We watched a couple other videos in class to demonstrate this as well, including this clip from Season 1 of Broadchurch, featuring the spectacular work of Olivia Colman. [Spoiler alert!]
Again, notice the direct connection between her physical work and the inner turmoil she is feeling.
We also watched the Strudel Scene from Tarantino’s 2009 film Inglourious Basterds, featuring Christof Waltz and Melanie Laurent. The physical work is more subtle (by design) but no less powerful. The tension is palpable, and that moment at the very end, with that devastating sigh of relief – man, what a moment…
We went over the basics of Chekhov’s system, from Optimum Position, into Staccato/Legato, Expansion/Contraction, Floating/Sinking, and full-body pushing/pulling/lifting and smashing. These movements we performed together as a group, sending our “energy” out with each movement – and then sending the energy out before the movement! And then letting the energy linger out there after the movement was over. We tried it with smaller and smaller movements, until we tried it standing still, and sending the energy out and back again, by itself.
Yes, it was weird for many of you! But I encouraged you each to at least experiment with it, and try to find the gold in it, rather than merely dismissing it because it’s weird…
The idea being that instead of merely moving naturally, we bathe our movements in our energy, making each movement more powerful, energized, purposeful — and definitely more watchable. Don’t believe me? Watch that Chekhov clip from In Our Time again…
I left you with your Sherlock scenes again, with instructions to contemplate what you could add to your scenes physically, using some of what we covered with Chekhov. If you want to watch that episode of Sherlock, it’s on Netflix at the moment, and it’s in Season 3. The episode is called His Last Vow.
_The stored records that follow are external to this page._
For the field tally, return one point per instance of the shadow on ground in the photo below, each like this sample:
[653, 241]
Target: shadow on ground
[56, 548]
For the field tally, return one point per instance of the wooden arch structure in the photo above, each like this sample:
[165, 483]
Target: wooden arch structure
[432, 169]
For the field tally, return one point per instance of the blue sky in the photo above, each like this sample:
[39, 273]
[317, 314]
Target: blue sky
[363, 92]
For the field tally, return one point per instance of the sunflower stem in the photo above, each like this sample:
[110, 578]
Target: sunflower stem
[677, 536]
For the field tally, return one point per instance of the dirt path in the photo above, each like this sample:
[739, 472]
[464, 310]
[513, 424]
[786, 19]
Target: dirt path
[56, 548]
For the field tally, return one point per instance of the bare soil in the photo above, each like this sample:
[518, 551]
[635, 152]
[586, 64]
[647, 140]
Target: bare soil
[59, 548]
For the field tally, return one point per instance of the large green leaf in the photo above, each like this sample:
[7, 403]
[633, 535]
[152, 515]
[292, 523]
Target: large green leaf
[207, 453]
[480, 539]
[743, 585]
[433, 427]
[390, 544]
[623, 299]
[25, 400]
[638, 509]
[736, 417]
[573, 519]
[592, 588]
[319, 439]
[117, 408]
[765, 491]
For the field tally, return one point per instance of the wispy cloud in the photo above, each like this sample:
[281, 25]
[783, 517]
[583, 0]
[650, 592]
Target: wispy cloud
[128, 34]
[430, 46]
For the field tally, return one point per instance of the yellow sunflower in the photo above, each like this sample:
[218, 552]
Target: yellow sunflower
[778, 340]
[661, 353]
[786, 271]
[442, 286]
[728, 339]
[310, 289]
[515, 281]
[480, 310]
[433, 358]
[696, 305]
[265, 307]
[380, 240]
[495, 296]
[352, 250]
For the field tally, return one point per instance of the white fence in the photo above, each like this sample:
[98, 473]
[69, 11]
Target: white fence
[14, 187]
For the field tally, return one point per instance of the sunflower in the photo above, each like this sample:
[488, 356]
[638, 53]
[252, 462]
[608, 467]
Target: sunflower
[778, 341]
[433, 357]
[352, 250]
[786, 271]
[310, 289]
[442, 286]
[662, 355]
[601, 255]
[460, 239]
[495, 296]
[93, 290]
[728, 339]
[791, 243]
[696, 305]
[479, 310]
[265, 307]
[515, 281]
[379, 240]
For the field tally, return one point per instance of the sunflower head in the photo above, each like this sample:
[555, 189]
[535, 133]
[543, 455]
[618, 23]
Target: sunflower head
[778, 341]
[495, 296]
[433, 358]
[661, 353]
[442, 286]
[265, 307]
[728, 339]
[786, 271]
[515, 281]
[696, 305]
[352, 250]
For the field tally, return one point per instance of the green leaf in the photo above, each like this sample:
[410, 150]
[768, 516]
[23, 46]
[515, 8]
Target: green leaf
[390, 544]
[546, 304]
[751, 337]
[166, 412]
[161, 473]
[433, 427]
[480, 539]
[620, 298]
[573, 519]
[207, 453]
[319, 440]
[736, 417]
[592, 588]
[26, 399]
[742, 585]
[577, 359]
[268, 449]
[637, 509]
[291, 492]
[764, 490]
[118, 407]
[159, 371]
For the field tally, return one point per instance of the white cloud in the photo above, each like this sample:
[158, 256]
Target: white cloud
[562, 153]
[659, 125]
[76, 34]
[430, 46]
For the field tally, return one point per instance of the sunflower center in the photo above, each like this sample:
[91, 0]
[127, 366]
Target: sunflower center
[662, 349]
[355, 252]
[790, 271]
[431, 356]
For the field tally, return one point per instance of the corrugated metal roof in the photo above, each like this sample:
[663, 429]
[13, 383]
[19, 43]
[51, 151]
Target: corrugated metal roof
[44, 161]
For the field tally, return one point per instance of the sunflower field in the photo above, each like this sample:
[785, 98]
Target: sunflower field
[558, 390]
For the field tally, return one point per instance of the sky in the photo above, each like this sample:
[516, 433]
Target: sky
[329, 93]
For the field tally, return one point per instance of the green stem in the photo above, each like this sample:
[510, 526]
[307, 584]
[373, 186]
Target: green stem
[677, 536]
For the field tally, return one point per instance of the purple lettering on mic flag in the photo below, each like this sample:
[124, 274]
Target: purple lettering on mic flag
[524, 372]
You can see how the pros handled your scene, and try to reverse engineer it a bit, to get ideas on ways to approach the scene yourself.
We ended class with Kent, Jason and Alexandra performing their latest monologues. I had mentioned to Bryce and Alexandra that I would give them new monologues to work on, but forgot (sorry!) I’ll try to track down your email address this week, and email you new monologues. If not, I’ll bring them to class next week.
I taped Kent and Alexandra’s monologues and will post them below this post, for review. I didn’t tape Jasons, when I really should have. It was very solid. I’ll tape it in two weeks, when you return to class. I’d like you to see it in progress.
6/20 SNEAK PEEK:
- We’ll do more Stanislavsy and Chekhov exercises.
- Continue work on our Sherlock Scenes
- Monologue work, if time permits.
- And More!
Have a great weekend – and get out there and live!